Kids do more apps. So acceptance rates go down. Which means kids do even more apps in response to lower acceptance rates. Which makes acceptance rates go down even more. Penn used to have a 40+% acceptance rate; now it is 10%. It is dumb to think that isn’t going to change a kid’s application list.

Costs go up. Which means schools only become attend-able with significant need or merit aid. But you only find out the money after you apply and are accepted. Which means you have to apply to more schools in order to find the money schools that you can afford to attend.

Paper apps were a huge pain. The Common App makes so much more sense. But also makes applying so much easier. Which leads to more apps.

I applied to two colleges, which was fine back in the day. My last kid applied to 13, which was the right thing to do in this day and age. I could see my next one applying to even more.

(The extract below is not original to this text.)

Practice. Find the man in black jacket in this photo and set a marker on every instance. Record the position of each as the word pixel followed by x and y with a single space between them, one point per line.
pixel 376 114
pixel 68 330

The kids and parents aren’t driving the number of apps. The colleges and the system are. FYI, colleges really really like getting lots of apps. It gives them the opportunity to reject lots of apps and come up with a desire-ably low acceptance rate. If the HS GCs want fewer apps, they need to talk to the colleges. Not the kids and parents.

The other app driver is the nationalization/internationalization of the market for college. Back in the day, the Topeka HS valedictorian might only apply to KU. Today he applies to colleges from coast to coast. As does the valedictorian of Beijing HS. As does the valedictorian of Rio HS.